7

I thought you just open a file and seek to the position you want to overwrite and start writing, but it seems that it only adds bytes at that position. How to I remove bytes from a file or overwrite bytes?

An example:

use std::fs::OpenOptions;
use std::io::{prelude::*, Seek, SeekFrom};

fn main() {
    let mut file = OpenOptions::new()
        .read(true)
        .append(true)
        .create(true)
        .open("/tmp/file.db")
        .unwrap();

    let bytes: [u8; 4] = [1, 2, 3, 4];

    file.seek(SeekFrom::Start(0)).unwrap();
    file.write_all(&bytes).unwrap();
}

Output file before:

00000000: 0102 0304 0a                             .....

Output file after:

00000000: 0102 0304 0102 0304 0a                   .........

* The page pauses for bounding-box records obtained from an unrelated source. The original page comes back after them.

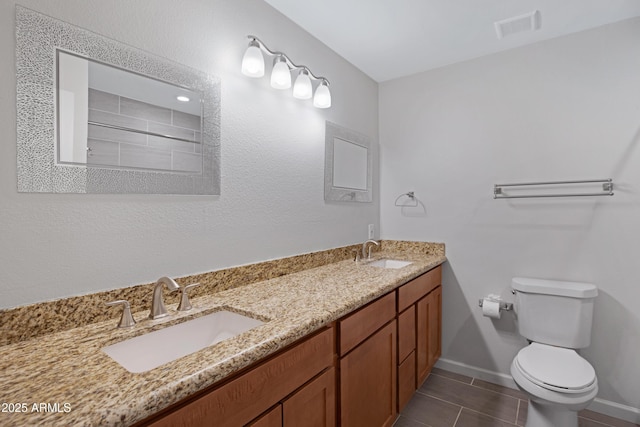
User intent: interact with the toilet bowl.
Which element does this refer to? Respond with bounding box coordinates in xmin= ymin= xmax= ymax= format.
xmin=511 ymin=278 xmax=598 ymax=427
xmin=511 ymin=343 xmax=598 ymax=427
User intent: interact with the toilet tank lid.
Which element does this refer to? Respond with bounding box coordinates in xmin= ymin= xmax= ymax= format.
xmin=511 ymin=277 xmax=598 ymax=298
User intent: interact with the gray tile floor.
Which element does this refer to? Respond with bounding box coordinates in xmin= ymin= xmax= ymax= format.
xmin=394 ymin=368 xmax=639 ymax=427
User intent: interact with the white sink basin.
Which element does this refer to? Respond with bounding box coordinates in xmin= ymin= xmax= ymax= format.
xmin=367 ymin=259 xmax=411 ymax=268
xmin=102 ymin=311 xmax=263 ymax=373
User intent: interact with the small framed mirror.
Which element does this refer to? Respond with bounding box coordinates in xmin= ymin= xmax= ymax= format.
xmin=16 ymin=6 xmax=220 ymax=195
xmin=324 ymin=122 xmax=373 ymax=202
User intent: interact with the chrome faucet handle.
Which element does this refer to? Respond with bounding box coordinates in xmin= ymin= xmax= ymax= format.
xmin=362 ymin=239 xmax=380 ymax=261
xmin=105 ymin=299 xmax=136 ymax=328
xmin=149 ymin=276 xmax=180 ymax=320
xmin=178 ymin=283 xmax=200 ymax=311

As you can see, seeking to 0 does not overwrite the 4 bytes already in the file. Instead it prepends them to the file.

Shepmaster
  • 388,571
  • 95
  • 1,107
  • 1,366
Fallen
  • 196
  • 3
  • 10
  • Are you specifically trying to avoid reading the whole file contents, modifying it, and then writing it all back again? – loganfsmyth Jun 04 '18 at 23:02
  • @loganfsmyth Yes, I am. The file is a database so it could be very large. – Fallen Jun 04 '18 at 23:50
  • If you're looking to write randomly into a large file, you might be interested in reading about memory mapped files? – Simon Whitehead Jun 05 '18 at 00:16
  • @loganfsmyth This is why I am confused, I had the same initial expectation. I seem to be doing something wrong. – Fallen Jun 05 '18 at 00:37
  • @SimonWhitehead Reliability is very important to me. I read about MMap a little on Wikipedia and the part that worries me is "The data is saved to the source file on the disk once the last process is finished." Does this mean that I will lose all changes if the system loses power? – Fallen Jun 05 '18 at 00:46
  • @Fallen Based on the code sample you've provided, I have to assume you understand the principles behind database design as you appear to be writing your own custom one? Transactional consistency can be wrapped around flushing a memory mapped file to disk. That is, the concept of a transaction can be implemented and a transaction is "finalised" once you flush the memory mapped file. "Data is saved to the source file on the disk once the last process is finished" is just default behaviour for most operating systems ... but you can actually ask the OS to flush the mmap to disk before that happens – Simon Whitehead Jun 05 '18 at 01:09
  • You are correct, I am writing a custom database. I want to store financial transactions so I want the reliability of the data to be as high as possible. Thank you for pointing me in the right direction, I found the flush behavior you were talking about at https://docs.rs/memmap/0.6.2/memmap/struct.MmapMut.html#method.flush. Looks like I'll be moving on to using Mmaps. – Fallen Jun 05 '18 at 01:20
  • While you're at it, I would advise you revise [what ACID means](https://en.wikipedia.org/wiki/ACID) and specifically [what a transaction is and how it works](https://en.wikipedia.org/wiki/Database_transaction). Taking note of the part which says "a successful transaction must get written to durable storage" i.e. flush the change to disk. Good luck on your journey ... although I'll say this: I hope your custom database is not expected to hold important financial transactions... writing a proper/reliable database is no easy task. – Simon Whitehead Jun 05 '18 at 01:25
  • Just as another thing - RE performance: you might want to review how memory paging works and specifically how you might be able to get the most out of your database via paging your database reads/writes. – Simon Whitehead Jun 05 '18 at 01:26
  • 6
    And I applaud you for turning a nigh-unanswerable question into an answered one, by responding to feedback! That is really too rare on this site. – trent Jun 05 '18 at 02:01
  • @SimonWhitehead Thank you for your input on how to write a better database. I will definitely ensure all transactions are fully ACID and look into memory paging. – Fallen Jun 05 '18 at 03:16
  • 1
    @trentcl Didn't want to make it too easy for you guys. – Fallen Jun 05 '18 at 03:17

1 Answers1

13

Its because you're using append(true). From the documentation:

This option, when true, means that writes will append to a file instead of overwriting previous contents. Note that setting .write(true).append(true) has the same effect as setting only .append(true).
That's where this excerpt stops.